Have you been in a situation where the results that you were getting from testing a circuit board were not what you were expecting? You knew that powering up and testing a new PCB design would result in some surprises, that’s what debug is for after all. The problem was that the results you were getting were way off, to the point where you couldn’t even perform the testing that needed to be done.
Finally, you realized that you were dealing with some sort of intermittent short—maybe there was some solder bridging or unintended slivers of copper somewhere. Whatever the problem was, you’ve just spent a lot of time that you can never get back only to find out that the issue wasn’t with your design, but related to the manufacturing.
Problems like this can often be tracked back to quality issues in PCB manufacturing. From fabrication to assembly, there are a lot of things that can happen to the circuit board, and choosing the right contract manufacturer can help to eliminate these issues. A good CM will have the systems and procedures in place to ensure the best quality assembly for your design. Here are some of the PCB quality issues that can happen during manufacturing, and how a good CM can prevent them.
Many common PCB quality issues can be prevented by working a CM that has adequate processes and procedures in place.
PCB Quality Issues That Can Cause Problems in Your Circuit Boards
There are many quality problems that can manifest themselves in a circuit board, here are a few you may have experienced:
- Unapproved part substitutions: It may have happened that a contract manufacturer substituted a different part into your design without the proper notification or approval from you. As long as the substituted part works, this can go unnoticed. If it doesn’t, however, you may see differences in device speed, timing, and value tolerances that can have unpredictable effects on the performance of the PCB. Tracking down these kinds of problems can be difficult and correcting them can cost time and money.
- Solder defects: Another common issue is the quality of the solder joints on the finished PCBA. This is usually due to the more complex component package types, but some CMs simply do not control and monitor their soldering processes as they should. This problem is especially painful for you to experience because it should be one of the main focuses of any CM’s quality testing and inspection processes.
- Neglecting customer-specific requirements: There may have been a time when you’ve submitted specific build instructions to your CM. These could include environmental compliance, packaging, or programming. Having your requirements be ignored can be a huge pain point when you discover that thousands of dollars worth of the product have been delayed or stopped due to a minor and preventable paperwork error.
- PCBA integration into system assemblies: When the assembled PCB is sent to a company that specializes in building system enclosures, the proper handling techniques for sensitive electronics are not always followed. In attempting to integrate the PCBA with the mechanical enclosure or other system assemblies, functional problems in the board may be introduced. These errors are often tied to the entire system assembly and can’t be diagnosed by just sending the failed board back to the CM.
- Cables and connectors: Mechanical interconnects between boards and other system components are susceptible to intermittent failures. This could be due to incorrectly built or incorrectly installed cables. These types of failures are difficult to track down.
- Mechanical assembly: Many mechanical components are not able to be checked properly with standard electrical test processes.
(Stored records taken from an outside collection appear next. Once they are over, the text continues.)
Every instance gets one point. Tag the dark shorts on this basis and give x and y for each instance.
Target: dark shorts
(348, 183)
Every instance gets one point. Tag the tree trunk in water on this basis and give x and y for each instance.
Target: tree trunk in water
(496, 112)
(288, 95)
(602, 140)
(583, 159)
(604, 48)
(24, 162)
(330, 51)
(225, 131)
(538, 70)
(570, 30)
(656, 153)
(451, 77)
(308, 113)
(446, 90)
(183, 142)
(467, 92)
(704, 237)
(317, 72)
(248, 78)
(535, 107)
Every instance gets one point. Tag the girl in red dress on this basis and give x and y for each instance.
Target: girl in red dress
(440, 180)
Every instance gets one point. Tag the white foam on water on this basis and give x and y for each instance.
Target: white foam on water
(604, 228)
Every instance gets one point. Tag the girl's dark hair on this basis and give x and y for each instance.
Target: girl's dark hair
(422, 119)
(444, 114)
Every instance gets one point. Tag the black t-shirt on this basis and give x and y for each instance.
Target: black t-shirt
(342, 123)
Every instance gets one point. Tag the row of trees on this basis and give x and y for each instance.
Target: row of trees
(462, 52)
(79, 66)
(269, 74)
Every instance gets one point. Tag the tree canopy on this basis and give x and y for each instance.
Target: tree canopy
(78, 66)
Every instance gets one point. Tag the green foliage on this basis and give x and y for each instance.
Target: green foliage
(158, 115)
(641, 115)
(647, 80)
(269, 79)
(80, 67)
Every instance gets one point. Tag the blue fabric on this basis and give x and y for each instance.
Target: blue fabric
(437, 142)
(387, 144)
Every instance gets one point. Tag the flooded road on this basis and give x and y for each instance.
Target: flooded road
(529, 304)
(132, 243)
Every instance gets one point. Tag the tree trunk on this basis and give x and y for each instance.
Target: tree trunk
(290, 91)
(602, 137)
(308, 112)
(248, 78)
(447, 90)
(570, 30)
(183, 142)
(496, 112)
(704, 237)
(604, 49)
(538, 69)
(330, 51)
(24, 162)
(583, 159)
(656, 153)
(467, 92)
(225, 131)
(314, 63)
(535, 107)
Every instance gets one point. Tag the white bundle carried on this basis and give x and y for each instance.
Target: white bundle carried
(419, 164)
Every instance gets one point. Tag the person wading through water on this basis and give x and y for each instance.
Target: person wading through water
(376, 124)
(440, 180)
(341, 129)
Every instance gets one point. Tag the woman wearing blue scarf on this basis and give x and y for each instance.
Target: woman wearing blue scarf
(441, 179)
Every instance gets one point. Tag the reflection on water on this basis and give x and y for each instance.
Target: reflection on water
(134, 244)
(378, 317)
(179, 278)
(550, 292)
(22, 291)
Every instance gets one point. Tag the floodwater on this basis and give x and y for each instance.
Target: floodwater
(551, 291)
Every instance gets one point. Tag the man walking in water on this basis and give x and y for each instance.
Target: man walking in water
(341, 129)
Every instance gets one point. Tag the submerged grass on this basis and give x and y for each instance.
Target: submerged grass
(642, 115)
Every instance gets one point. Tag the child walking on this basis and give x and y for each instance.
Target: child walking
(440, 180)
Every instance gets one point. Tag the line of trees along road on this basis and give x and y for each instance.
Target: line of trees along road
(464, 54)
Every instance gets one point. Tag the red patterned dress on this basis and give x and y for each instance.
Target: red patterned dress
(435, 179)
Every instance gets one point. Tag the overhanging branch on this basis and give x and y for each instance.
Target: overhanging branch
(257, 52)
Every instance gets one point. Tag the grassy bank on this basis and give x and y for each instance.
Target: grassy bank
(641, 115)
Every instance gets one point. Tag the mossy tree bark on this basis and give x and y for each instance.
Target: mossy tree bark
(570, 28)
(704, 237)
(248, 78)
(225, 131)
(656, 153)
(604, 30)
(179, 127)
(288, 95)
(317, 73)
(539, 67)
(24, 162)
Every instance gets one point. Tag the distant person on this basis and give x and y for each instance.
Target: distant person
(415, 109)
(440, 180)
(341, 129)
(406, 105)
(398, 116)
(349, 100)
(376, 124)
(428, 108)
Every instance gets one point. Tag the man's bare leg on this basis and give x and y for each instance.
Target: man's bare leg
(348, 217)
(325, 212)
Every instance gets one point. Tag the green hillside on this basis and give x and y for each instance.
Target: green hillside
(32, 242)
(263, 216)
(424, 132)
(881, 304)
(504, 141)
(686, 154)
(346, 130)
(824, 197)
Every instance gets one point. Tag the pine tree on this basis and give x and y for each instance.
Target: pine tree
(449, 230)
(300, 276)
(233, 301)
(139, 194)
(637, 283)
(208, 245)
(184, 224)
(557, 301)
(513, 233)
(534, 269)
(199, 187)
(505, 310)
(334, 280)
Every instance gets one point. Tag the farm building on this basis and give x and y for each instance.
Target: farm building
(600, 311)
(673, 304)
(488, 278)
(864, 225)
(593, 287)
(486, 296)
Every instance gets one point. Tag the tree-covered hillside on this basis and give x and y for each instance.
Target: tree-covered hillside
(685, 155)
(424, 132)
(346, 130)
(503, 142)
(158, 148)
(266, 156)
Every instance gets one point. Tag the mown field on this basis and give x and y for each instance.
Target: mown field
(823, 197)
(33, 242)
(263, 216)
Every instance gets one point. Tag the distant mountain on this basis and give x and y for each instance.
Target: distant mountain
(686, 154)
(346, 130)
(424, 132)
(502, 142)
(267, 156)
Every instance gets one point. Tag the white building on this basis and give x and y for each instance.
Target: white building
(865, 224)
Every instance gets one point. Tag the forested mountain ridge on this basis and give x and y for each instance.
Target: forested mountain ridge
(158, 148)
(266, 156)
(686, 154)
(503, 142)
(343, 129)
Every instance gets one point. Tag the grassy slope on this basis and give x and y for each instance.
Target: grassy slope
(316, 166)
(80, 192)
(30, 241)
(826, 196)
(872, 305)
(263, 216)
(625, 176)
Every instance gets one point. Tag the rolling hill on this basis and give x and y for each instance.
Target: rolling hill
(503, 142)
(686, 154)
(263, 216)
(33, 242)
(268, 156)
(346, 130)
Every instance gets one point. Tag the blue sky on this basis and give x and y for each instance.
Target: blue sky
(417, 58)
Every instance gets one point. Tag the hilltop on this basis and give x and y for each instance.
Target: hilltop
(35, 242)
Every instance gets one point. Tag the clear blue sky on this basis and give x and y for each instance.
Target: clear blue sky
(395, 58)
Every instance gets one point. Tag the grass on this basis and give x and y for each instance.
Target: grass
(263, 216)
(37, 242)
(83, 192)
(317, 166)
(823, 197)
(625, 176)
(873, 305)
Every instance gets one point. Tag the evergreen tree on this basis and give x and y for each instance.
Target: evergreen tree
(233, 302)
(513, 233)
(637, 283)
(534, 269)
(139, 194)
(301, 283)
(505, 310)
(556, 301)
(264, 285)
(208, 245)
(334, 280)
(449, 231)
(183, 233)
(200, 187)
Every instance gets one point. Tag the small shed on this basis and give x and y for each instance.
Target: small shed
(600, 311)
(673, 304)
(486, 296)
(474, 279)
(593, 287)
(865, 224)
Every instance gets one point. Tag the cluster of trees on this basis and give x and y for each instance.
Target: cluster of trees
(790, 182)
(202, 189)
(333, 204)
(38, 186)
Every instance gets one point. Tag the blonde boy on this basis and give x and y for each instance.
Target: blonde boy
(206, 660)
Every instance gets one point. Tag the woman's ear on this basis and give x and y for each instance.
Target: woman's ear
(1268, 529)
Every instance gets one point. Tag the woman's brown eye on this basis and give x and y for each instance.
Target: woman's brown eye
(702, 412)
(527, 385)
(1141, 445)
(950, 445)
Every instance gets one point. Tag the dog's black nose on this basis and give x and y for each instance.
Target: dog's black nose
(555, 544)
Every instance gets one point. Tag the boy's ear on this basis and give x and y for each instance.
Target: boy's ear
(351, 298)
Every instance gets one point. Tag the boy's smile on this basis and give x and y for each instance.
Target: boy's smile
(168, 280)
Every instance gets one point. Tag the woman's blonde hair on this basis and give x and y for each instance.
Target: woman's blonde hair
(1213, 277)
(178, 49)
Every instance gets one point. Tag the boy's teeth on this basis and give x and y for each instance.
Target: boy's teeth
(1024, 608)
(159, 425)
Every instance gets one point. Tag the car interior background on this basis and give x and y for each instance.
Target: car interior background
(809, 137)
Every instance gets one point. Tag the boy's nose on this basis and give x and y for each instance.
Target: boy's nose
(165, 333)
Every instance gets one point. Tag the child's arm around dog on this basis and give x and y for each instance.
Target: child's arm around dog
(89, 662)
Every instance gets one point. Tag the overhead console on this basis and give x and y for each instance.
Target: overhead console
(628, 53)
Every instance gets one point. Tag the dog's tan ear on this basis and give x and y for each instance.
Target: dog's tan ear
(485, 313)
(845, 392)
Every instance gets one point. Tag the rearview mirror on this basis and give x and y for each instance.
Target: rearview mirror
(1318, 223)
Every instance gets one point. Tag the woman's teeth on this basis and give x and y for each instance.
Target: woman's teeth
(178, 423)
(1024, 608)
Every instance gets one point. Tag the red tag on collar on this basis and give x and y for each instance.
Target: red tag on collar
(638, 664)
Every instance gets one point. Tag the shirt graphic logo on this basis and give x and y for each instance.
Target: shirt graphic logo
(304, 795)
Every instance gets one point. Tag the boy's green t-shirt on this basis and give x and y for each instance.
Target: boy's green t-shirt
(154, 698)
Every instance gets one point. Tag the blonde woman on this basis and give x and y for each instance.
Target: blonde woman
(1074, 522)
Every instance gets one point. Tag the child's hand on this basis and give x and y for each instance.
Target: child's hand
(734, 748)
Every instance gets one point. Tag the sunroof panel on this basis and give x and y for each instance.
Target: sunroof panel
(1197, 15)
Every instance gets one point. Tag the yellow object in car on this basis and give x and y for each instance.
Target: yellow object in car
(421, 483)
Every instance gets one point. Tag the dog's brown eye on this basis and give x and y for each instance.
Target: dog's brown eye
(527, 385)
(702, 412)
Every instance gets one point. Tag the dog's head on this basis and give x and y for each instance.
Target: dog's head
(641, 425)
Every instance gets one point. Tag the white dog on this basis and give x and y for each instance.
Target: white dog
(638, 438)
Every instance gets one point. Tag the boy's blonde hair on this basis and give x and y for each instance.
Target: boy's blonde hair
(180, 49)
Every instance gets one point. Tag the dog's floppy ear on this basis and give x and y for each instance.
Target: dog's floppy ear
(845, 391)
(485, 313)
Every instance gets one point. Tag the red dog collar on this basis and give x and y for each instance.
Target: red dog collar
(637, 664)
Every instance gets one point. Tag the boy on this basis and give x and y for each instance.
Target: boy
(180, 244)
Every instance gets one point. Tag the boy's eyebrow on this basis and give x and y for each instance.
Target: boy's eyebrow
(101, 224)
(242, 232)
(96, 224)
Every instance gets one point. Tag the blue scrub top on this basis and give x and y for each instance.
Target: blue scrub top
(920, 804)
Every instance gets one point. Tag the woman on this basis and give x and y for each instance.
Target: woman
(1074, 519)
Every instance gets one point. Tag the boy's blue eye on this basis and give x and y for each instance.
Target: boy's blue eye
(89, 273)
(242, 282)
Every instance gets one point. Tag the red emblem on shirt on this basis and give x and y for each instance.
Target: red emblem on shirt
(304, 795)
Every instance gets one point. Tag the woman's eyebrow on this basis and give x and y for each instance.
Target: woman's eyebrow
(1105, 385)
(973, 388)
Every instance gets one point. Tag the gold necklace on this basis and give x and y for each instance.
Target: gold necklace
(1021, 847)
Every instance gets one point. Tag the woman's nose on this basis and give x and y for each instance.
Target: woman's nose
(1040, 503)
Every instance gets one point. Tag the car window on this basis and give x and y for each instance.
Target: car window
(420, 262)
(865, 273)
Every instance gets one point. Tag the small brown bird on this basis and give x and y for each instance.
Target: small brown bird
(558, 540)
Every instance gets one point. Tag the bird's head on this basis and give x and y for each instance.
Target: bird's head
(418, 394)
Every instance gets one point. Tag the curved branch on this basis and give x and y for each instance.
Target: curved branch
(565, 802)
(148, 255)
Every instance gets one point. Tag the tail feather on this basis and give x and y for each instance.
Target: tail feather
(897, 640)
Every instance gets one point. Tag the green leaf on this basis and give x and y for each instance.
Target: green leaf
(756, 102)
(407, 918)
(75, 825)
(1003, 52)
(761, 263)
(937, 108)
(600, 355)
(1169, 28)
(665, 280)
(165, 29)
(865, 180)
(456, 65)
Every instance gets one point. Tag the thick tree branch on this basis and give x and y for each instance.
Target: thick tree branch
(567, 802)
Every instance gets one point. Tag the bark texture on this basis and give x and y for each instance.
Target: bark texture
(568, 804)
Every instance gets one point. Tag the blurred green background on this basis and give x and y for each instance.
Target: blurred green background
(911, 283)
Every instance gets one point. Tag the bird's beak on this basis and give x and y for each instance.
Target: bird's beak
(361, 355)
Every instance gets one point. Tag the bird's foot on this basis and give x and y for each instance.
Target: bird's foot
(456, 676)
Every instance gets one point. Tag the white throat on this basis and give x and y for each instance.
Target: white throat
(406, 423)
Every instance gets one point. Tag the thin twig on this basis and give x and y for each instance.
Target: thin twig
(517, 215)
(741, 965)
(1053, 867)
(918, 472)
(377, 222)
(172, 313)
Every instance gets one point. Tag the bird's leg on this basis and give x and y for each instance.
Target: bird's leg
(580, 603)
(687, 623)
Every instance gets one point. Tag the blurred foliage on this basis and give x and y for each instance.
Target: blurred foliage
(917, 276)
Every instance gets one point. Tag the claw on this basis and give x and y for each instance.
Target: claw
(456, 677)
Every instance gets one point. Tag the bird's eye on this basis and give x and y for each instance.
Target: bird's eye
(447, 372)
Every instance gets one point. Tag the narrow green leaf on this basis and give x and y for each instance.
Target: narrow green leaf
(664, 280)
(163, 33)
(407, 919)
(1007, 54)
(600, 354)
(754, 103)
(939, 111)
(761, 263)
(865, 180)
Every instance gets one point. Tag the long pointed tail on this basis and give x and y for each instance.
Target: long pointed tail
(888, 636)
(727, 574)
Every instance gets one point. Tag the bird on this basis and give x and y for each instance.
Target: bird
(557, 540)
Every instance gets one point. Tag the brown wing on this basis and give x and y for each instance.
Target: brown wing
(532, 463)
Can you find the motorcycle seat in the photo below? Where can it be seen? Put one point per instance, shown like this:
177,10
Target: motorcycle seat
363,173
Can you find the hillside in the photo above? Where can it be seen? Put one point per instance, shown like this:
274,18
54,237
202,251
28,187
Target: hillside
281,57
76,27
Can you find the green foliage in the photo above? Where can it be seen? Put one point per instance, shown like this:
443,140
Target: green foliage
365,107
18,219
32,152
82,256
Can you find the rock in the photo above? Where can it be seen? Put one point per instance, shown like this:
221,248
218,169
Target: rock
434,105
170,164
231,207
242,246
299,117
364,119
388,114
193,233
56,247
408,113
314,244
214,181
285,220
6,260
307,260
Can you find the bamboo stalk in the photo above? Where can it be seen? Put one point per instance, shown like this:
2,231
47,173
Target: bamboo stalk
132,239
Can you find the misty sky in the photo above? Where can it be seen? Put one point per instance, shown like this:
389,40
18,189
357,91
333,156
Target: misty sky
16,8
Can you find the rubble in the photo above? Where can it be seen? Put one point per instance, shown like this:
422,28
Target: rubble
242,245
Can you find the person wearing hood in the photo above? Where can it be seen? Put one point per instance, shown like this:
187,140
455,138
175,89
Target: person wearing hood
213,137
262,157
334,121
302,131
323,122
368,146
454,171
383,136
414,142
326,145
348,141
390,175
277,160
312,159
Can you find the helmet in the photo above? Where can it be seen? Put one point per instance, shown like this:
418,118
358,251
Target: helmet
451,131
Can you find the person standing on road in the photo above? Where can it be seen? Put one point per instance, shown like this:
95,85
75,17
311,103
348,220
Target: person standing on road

Problems commonly encountered include mechanical components like heatsinks, faceplates, standoffs, and connectors that have been installed incorrectly and escape detection with standard test and inspection processes.
Problems like these will cause you time and money to find, diagnose, and correct. Fortunately, the right CM will have processes in place that will guard against these kinds of problems, as well as thoroughly test to make sure everything on your board is correct.
The Processes and Standards a Good CM Should Have in Place
To ensure that your printed circuit board is assembled with the highest level of quality, you should choose a contract manufacturer that has the following:
- Component testing: Your CM should have a thoroughly trained technical staff that is experienced in working with and testing the functionality of components. They should have documented processes in place that specify when and how component substitutions will take place and what their procedure is for working with you for notification and approval.
- State-of-the-art quality controls for soldering: Testing should occur before and after this critical step in PCB assembly. This includes automated optical testing and electrical testing done by certified inspectors.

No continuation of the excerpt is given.